Discussion of lacquer blushing should include mention of temperature along side humidity. Generaly higher the temperature for a given %humidity,higher the liklyhood of blush. The rapid evaporation of lacquer solvents (even slow thiners evaporate quite fast compared to other solvents) causes a cooling effect on the surface of the finish effectivly causing "dew" droplets to form. Point being that the warmer the air,the faster "any" solvent evaporates and causes said cooling.
Don't ask me to repeat that because I was making it up as I went along so therefore,I don't even understand all I know about it.:laughing:


----------



## mkgcustom (Feb 9, 2012)

Well my local Sherwin Williams didn't have any laquer. So I got some from Pittsburg paintand retarder. I haven't got to really try it cause its been raining and when it is not raining it's been about 80 to 90% humidty. I am going to try it tomorrow. What is a good ratio of retarder to use if humidty is high? Also, how do you rub it out to customize the gloss?


----------



## mkgcustom (Feb 9, 2012)

Here is some pics before finishing.


----------



## mkgcustom (Feb 9, 2012)

Here is with the bright red transtint dye applied.


----------



## Steve Neul (Sep 2, 2011)

At 80 to 90 percent humidity I would say no retarder at all because it's too humid for lacquer. You really need to get down to 70 percent before using lacquer with retarder. I don't use Pittsburg Paint so I would recommend you go by the specification sheet on the product or if there is instructions on the can.


----------



## mkgcustom (Feb 9, 2012)

Well I'm hoping the humidty is down low enough tomorrow. The girlfriend is on my butt to get her bathroom back together.


----------



## Steve Neul (Sep 2, 2011)

Humidity is just one of the issues why I try not to use lacquer anymore. The biggest issue is the majority of the finishing work I do now is on cabinets and I've had so many customer complaints about the finish getting damaged by the customer letting water run down the front of the cabinets. It's a shame, lacquer is so quick and easy when the weather is right but I've had to hold up some jobs for a couple of weeks because I started them with lacquer and it started raining.

I see now why Sherwin Williams didn't carry the lacquer. Only a few of their professional stores will carry pigmented lacquer. This is something they can get but you have to special order it.


----------



## mkgcustom (Feb 9, 2012)

So laquer gets messed up easy with water? What clear do you use for cabinets? I started using laquer because of the quick drying time. Is there something better to use with quick drying time? What about the post catalized laquer?


----------



## mkgcustom (Feb 9, 2012)

Why am I getting air bubbles in the laquer when I spray it on.


----------



## cabinetman (Jul 5, 2007)

mkgcustom said:


> So laquer gets messed up easy with water? What clear do you use for cabinets?

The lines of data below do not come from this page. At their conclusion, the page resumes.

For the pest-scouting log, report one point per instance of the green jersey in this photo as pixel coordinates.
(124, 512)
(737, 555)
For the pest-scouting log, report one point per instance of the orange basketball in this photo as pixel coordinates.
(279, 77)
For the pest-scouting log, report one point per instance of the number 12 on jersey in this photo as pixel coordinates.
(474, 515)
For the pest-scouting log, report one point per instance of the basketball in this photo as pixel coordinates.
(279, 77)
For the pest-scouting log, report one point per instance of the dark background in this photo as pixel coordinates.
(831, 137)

I started using laquer because of the quick drying time. Is there something better to use with quick drying time? What about the post catalized laquer?


I stopped using lacquer about 20-25 years ago, and went to waterbase polyurethane. It dries very fast, stays clear, doesn't blush, and cleans up with water. It's very durable, equal to lacquer IMO. It's used for flooring, and holds up very well on furniture.









 







.


----------



## Steve Neul (Sep 2, 2011)

The bubbles are caused by the lacquer being too thick. Sometimes in hot weather it is necessary to use a little more thinner in it or put a slight amount of retarder thinner to get it to flow out. What is happening is the surface is drying too fast before the vapors can escape and it makes bubbles like a soft drink. I have suspended using lacquer also for many things. I had too many customer complaints on the finish of cabinets in locations where water is used. Many people can't keep from letting water run down the front of a sink cabinet and lacquer won't hold up to it. For this I changed to an oil based polyurethane.


----------



## WillemJM (Aug 18, 2011)




----------



## mkgcustom (Feb 9, 2012)

HELP what caused this and how do I fix it?


----------



## cabinetman (Jul 5, 2007)

mkgcustom said:


> HELP what caused this and how do I fix it?

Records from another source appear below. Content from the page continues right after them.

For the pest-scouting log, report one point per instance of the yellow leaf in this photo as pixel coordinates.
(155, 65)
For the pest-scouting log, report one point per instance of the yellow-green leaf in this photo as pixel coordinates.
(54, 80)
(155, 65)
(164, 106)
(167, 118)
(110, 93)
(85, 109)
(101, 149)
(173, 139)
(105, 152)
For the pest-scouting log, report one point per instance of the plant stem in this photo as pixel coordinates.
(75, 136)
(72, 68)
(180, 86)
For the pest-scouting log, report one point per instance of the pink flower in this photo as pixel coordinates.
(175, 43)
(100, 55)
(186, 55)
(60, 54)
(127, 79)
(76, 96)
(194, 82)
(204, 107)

Hard to tell. Could be a reaction with the dye, incompatible retarder, blushing, water/sweat, or just too much of an application. Gun might not have been clean, or contamination from the airline.









 







.


----------



## Steve Neul (Sep 2, 2011)

The top picture, the door is in the sun. Was it placed in the sun after you sprayed it or just to take the picture? Lacquer would need to dry for a week or so before it would be safe to set in the sun. This is the only time I have seen anything like that with a lacquer finish. I had a new employee that thought it would speed things along to spray a table and set it outside to dry. If this is the case the finish is not cured and when exposed to sun it builds up vapors under the finish and just swells up in big bubbles. From the looks of the other areas you are not sanding between coats and just putting your lacquer on too thick. 

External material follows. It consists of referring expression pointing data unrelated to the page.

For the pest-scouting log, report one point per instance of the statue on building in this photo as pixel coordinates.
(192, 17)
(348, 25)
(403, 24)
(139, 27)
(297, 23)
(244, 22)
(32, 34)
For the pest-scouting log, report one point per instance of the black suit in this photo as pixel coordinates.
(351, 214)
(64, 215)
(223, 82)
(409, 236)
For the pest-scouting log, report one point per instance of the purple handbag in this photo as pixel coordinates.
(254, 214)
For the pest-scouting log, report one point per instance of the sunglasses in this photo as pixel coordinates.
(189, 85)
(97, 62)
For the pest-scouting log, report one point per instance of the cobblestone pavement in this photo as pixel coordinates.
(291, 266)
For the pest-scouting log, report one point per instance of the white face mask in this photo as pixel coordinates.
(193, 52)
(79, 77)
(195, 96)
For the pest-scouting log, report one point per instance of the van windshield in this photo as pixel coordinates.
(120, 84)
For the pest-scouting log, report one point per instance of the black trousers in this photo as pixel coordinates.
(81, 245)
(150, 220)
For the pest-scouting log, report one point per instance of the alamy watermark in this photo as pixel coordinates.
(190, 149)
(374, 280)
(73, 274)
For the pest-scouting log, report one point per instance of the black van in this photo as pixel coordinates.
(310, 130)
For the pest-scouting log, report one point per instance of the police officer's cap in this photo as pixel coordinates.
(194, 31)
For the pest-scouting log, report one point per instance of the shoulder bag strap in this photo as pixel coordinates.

You could use paint and varnish remover and strip these doors but I think it would be quicker and easier to rebuild them. You can also take a exacto knife and run it around the bubble and cut the bubbles off and then work to re-level the finish but I think that would be more labor intensive than stripping them.


----------



## mkgcustom (Feb 9, 2012)

Yes I put them in the sun. Now I guess I learned an expensive leason. If I do use the Deft laquer can I thin it? It says not to thin. I think they say that because of the epa.


----------



## Steve Neul (Sep 2, 2011)

I've never used Deft brand lacquer so I couldn't say just how much but you can thin it. I think most people break this rule but its a good idea whichever brand of lacquer or paint you use that you use the same brand of thinner. Lacquer thinner is not a single chemical but a blend of different solvents. The chemists at Deft have formulated their lacquer thinner to work best with their lacquer. You run the risk if you mix different brands there won't be the correct formula. The directions for the Sherwin Williams lacquer I use say to let dry an hour between coats but lacquer melts into the previous coat so I extend the drying time when I use it. I normally let dry an hour for the first coat and two hours for the second coat and so on. A person can spray on too much in one day and have all these solvents trapped underneath making it take a very long time to cure fully. Lacquer is usually used pretty thin. I thin the Sherwin Williams lacquer I use about a half gallon of thinner to a gallon of paint.


----------



## WillemJM (Aug 18, 2011)

mkgcustom said:


> So laquer gets messed up easy with water? What clear do you use for cabinets? I started using laquer because of the quick drying time. Is there something better to use with quick drying time? What about the post catalized laquer?


Go read my previous post, sad to hear of your troubles.

You can thin Deft with normal Lacquer thinner you buy at Home Depot or Lowes.

If you are not an experienced finisher, Deft brushing lacquer is the easiest finish you can find to spray. If you cannot get that to work, directly out of the can, or thinned as much as you want to, it is unlikely that you will be successful with anything else.

I have sprayed Deft mid summer, outside in the sun with North Carolina tempertures at 104F, the only problem I had was a couple of drops of sweat finding their way onto the finish and even that was fixable.


----------